1) What threshold injury means (plain English)
Threshold injury is a legal classification. Insurers may use it when deciding how long statutory benefits (weekly payments and treatment) may be payable.
The correct classification is not just a label — it is determined by definitions and guidelines and must be supported by medical evidence.
2) Why threshold injury disputes are important
- It can affect the duration of weekly income benefits.
- It can affect the duration/availability of treatment and care expenses.
- It often arises alongside capacity-for-work disputes and treatment disputes.
If your weekly payments have been reduced or stopped, you may also need to consider the review pathway for that decision. See weekly payments stopped.
If you are trying to understand the legal distinction itself, compare threshold vs non-threshold injury and read over-threshold injury explained.
3) Evidence that commonly matters
Threshold injury disputes are usually decided on medical evidence. Common evidence sources include:
- Emergency department and GP records documenting symptoms and objective findings
- Specialist reports (for example orthopaedic, neurology, psychiatry depending on injury type)
- Imaging reports (where relevant) and clinical correlation
- Physiotherapy/rehab notes documenting function over time
Consistency matters. Where symptoms evolve, it’s important that changes are documented by treating practitioners.
4) How threshold injury disputes are determined (PIC)
Threshold injury disputes are commonly determined through the PIC medical pathways. The process and the required application depend on what insurer decision you are challenging and the dispute category.
Frequently asked questions
- What is a “threshold injury” in NSW CTP?
- “Threshold injury” is a legal classification in the NSW CTP scheme. It is used to categorise some injuries (often soft tissue injuries) and can affect the duration of statutory benefits. The correct classification depends on the legislation and guidelines and the medical evidence.

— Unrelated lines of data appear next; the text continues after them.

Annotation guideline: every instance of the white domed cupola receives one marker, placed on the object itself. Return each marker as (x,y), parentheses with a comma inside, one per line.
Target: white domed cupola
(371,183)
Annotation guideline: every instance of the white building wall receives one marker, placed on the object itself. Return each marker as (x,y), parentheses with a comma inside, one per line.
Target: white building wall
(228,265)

- How does threshold injury affect weekly payments and treatment?
- Threshold injury classification can affect how long statutory benefits are payable. The exact impact depends on your circumstances, insurer decisions, and the rules applying to your claim.
- Can I dispute an insurer’s threshold injury decision?
- Yes. Threshold injury disputes are commonly determined through the NSW Personal Injury Commission medical pathways. The correct application type depends on the decision and the dispute category.
- What evidence is most important in threshold injury disputes?
- Clear contemporaneous medical records, specialist opinions, imaging where relevant, and careful history and objective findings are commonly important. The key evidence depends on the alleged injury and the guideline definitions.
- Does threshold injury mean my claim is “minor”?
- Threshold injury is a specific legal classification. It does not necessarily describe how significant your symptoms feel. The legal classification depends on defined criteria and evidence.
- Does threshold injury affect damages?
- Threshold injury classification can interact with overall entitlement pathways. Access to damages in serious cases commonly depends on other thresholds such as WPI greater than 10%.